Pages

Tuesday, January 31, 2012

Set the Slice on your SSAS Cube Partitions now!

I am pretty sure that most of you would have heard or read about this at least once in your SSAS career, but how many of you actually do set slices for your partitions? Well, I am also guilty of the charge and seldom did set slices till a recent issue.

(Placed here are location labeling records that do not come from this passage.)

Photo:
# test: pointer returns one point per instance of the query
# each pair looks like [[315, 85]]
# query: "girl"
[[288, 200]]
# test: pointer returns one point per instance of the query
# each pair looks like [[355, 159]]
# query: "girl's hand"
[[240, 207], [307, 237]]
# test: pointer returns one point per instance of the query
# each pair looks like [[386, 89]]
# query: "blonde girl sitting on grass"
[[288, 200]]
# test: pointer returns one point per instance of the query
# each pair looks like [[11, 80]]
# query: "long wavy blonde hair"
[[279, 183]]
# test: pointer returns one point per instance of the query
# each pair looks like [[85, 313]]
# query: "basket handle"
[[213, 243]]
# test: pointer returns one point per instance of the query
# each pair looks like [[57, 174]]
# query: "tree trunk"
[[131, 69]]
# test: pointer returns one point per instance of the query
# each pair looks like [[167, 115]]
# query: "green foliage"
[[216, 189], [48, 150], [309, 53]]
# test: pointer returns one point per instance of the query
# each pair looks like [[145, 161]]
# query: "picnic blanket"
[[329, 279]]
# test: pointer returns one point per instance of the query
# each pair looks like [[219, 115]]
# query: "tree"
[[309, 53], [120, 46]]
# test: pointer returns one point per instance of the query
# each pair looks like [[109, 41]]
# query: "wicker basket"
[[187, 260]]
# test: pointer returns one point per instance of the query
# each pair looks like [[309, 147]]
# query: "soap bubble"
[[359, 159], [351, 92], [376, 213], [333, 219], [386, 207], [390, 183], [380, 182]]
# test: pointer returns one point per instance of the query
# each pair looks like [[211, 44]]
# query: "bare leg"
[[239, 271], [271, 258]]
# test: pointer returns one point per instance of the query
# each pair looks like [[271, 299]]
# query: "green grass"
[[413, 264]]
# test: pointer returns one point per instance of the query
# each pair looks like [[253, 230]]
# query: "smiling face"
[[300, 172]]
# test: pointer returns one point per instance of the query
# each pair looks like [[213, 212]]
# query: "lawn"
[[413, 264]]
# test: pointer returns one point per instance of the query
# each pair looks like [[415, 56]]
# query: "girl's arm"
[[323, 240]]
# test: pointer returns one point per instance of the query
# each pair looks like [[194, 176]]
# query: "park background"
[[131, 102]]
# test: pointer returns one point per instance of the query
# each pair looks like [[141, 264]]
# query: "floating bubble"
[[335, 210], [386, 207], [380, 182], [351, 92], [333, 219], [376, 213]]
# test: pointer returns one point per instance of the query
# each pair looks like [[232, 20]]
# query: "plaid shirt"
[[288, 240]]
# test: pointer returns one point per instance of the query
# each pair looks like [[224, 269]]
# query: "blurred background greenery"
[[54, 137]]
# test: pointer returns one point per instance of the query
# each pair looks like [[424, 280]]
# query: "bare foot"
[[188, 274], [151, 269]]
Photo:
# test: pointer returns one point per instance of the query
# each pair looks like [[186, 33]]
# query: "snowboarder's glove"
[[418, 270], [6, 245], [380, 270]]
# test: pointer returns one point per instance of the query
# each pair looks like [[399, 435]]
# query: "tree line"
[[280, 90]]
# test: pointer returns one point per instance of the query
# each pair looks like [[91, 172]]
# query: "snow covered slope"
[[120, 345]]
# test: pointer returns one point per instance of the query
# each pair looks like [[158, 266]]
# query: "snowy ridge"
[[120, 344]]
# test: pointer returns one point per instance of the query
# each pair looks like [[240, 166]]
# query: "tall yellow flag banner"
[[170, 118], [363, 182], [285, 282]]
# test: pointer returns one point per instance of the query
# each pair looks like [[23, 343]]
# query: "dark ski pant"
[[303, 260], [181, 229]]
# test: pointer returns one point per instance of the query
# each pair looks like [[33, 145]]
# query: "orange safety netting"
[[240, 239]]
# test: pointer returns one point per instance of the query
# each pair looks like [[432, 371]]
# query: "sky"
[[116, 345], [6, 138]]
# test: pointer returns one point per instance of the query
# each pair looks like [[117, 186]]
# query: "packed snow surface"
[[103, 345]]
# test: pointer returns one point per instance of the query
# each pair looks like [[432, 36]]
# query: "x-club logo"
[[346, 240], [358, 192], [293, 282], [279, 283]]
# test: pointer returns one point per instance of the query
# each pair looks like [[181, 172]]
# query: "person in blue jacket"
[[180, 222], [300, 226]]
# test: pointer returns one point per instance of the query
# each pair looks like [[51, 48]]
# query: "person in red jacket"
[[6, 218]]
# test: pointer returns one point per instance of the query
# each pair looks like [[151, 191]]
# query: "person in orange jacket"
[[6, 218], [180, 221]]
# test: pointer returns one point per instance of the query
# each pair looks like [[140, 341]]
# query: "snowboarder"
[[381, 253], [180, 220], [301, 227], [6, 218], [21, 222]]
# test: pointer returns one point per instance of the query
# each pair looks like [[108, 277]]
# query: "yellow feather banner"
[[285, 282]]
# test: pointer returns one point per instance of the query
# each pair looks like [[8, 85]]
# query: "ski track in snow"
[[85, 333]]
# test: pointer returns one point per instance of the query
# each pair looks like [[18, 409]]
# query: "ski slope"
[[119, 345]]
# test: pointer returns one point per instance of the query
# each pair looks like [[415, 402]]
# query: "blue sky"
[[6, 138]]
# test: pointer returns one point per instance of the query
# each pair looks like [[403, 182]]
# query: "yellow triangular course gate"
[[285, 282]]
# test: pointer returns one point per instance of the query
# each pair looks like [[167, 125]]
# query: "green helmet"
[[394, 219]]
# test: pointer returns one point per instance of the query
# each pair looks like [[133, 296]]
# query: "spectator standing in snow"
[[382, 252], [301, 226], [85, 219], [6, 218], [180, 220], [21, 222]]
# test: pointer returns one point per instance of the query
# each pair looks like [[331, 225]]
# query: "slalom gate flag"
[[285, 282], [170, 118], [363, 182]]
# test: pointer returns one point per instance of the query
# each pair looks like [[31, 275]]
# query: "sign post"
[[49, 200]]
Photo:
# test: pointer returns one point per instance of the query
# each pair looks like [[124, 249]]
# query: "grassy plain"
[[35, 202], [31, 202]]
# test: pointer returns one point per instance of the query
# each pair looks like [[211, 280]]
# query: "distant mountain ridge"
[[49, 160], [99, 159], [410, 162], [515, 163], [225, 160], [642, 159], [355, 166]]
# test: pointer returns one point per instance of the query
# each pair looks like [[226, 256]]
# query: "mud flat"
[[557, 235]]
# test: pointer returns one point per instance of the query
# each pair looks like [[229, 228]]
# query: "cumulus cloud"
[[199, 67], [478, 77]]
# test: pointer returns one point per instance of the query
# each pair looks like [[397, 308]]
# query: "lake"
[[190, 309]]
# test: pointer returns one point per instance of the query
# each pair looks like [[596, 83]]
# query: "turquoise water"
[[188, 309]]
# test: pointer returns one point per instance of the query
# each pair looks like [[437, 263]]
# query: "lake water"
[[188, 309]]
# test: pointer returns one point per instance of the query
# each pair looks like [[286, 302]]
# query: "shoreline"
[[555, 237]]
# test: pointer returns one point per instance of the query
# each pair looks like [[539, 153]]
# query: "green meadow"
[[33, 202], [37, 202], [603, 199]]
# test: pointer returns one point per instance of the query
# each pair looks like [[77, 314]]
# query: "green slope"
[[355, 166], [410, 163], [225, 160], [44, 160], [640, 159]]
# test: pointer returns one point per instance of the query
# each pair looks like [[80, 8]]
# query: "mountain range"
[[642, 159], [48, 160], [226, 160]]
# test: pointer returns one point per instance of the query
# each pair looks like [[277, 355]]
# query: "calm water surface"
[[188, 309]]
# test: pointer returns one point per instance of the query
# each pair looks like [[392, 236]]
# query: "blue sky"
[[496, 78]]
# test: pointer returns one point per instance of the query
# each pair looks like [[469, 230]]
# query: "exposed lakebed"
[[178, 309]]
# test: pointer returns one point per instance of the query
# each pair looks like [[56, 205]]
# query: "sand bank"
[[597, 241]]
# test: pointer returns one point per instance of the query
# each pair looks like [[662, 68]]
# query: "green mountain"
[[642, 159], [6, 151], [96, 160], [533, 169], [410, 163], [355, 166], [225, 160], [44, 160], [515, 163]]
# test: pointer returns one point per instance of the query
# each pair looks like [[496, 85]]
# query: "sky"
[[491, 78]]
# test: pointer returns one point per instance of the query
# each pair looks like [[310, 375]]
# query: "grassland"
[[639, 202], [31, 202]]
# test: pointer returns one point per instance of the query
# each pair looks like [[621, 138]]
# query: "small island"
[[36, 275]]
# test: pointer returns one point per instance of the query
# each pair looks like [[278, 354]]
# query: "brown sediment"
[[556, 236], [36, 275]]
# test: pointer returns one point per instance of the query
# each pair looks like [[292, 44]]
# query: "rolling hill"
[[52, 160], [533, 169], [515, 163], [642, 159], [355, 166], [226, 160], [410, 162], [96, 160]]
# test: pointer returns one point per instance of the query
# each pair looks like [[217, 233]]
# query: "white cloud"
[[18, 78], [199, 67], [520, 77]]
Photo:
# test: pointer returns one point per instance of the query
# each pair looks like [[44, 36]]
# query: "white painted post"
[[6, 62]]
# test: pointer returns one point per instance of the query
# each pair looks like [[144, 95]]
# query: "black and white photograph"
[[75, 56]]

1 Setting slice in SSAS cube partitions

Situation : Duh, that’s strange!
It’s a sunny day in Charlotte and I was just playing around with SQL Server Profiler for learning some performance tuning stuff. I executed this simple MDX query on the sample Adventure Works DB for some purpose which is beyond the scope of this post -

select {[Measures].[Internet Sales Amount]} on 0,
{[Ship Date].[Calendar].[Month].&[2008]&[4]} on 1
from [Adventure Works]

Now while I was going through the Profiler trace, I noticed something strange – three partitions (2005, 2006 and 2008) were being read while I expected just one partition (for 2008) to be read as my query just had April 2008 on the rows.

2 Multiple partitions being read in Profiler trace
Now, for people who are not familiar with Adventure Works cube, there are four partitions for the Internet Sales measure group, one for each year from 2005 to 2008 as shown below -

4 Partitions in Internet Sales Measure Group

I decided to take a detour from my actual purpose to investigate this issue.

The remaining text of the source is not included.